Results of experimental evaluations using statistical model checking

In the experimental evaluations, probability estimation algorithm is utilized. It enables to compute the probability p for S to satisfy \(\phi \). Give a precision \(\delta \), this algorithm computes a value for \(p'\) such that \(\left| p'-p\right| \le \delta \) with confidence \(1-\alpha \). We use probability estimation with (\(\alpha \) = 0.2, \(\delta \) = 0.2) for all the analyses and rely on the parametric exploration to analyze specifications \(\phi _T\)(t) and \(\phi _D\)(t).

Figure 10(a) shows a comparison of the reliability of a single CU, \(\mathbf {TMR}\), and Cold Standby model. The x-axis represents the time steps and the y-axis represents the probability of property. We observe that \(\mathbf {TMR}\) is slightly more reliable than single CU and Cold Standby is more reliable than single CU and \(\mathbf {TMR}\). Because three CUs in \(\mathbf {TMR}\) are executed concurrently and the backup CU is activated after the primary CU is faulty, the reliability of Cold Standby is higher at the beginning of a period. The result of Fig. 10(b) shows that the FIT between \(\mathbf {TMR}\) and single CU are nearly the same, and the FIT of Cold Standby is greater than the others. Figure 10(c) indicates that the differences between DA of \(\mathbf {TMR}\) and Cold Standby are marginal. Figure 10(d) shows that the FFA of Cold Standby is Slightly higher than \(\mathbf {TMR}\) at the beginning of a period, and then the FFA of Cold Standby is similar to \(\mathbf {TMR}\).

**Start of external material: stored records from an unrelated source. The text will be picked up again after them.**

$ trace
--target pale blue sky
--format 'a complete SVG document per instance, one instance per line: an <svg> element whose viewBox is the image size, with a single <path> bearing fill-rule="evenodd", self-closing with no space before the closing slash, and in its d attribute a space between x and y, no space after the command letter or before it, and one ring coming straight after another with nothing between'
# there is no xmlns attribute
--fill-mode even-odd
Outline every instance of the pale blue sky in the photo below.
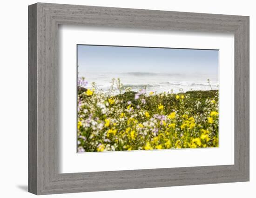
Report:
<svg viewBox="0 0 256 198"><path fill-rule="evenodd" d="M78 72L147 72L218 78L218 50L78 45Z"/></svg>

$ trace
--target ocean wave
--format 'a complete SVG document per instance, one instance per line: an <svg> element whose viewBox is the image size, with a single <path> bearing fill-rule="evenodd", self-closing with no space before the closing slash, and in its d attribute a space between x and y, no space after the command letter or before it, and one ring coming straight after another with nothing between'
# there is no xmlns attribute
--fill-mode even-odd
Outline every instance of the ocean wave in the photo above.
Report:
<svg viewBox="0 0 256 198"><path fill-rule="evenodd" d="M127 87L131 87L134 88L144 88L145 86L147 87L160 87L160 84L123 84L123 87L125 88Z"/></svg>
<svg viewBox="0 0 256 198"><path fill-rule="evenodd" d="M181 75L181 74L180 74L154 73L154 72L125 72L125 73L122 73L122 74L133 75L133 76L176 76Z"/></svg>
<svg viewBox="0 0 256 198"><path fill-rule="evenodd" d="M160 83L161 85L175 85L175 86L209 86L209 83L193 83L189 82L165 82ZM211 86L218 86L218 83L211 83L210 85Z"/></svg>

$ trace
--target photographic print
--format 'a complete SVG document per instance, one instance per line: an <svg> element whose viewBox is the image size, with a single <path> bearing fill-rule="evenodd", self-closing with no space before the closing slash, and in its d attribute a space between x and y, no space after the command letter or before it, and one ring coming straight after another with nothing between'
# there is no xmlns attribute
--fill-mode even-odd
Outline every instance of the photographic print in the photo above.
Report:
<svg viewBox="0 0 256 198"><path fill-rule="evenodd" d="M77 152L218 147L218 56L78 45Z"/></svg>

4 Conclusions and Future Work

We propose a novel approach to automated reliability analysis of redundancy architectures based on the BIP framework and illustrate it on Triple Modular Redundancy and Cold Standby. The reliability analysis uses the statistical model checking tool SBIP. We propose a relatively complete set of metrics for reliability, including system reliability metrics and degradation reliability metrics, and use it to evaluate the reliability of redundancy architectures. We apply our approach to a computation unit example and experimental results show that our approach can automatically model various redundancy architectures and perform a comprehensive analysis of reliability in practical redundancy systems. Moreover, our models are scalable and our approach is open to additional - models that can be easily extended to further types of fault rates, behavior types, etc. In the future, we will integrate qualitative analysis of reliability into our approach such that qualitative and quantitative analysis can be integrated into the rigorous component-based system design paradigm. Moreover, we can broaden the evaluation architecture and guide the system design according to the evaluation results.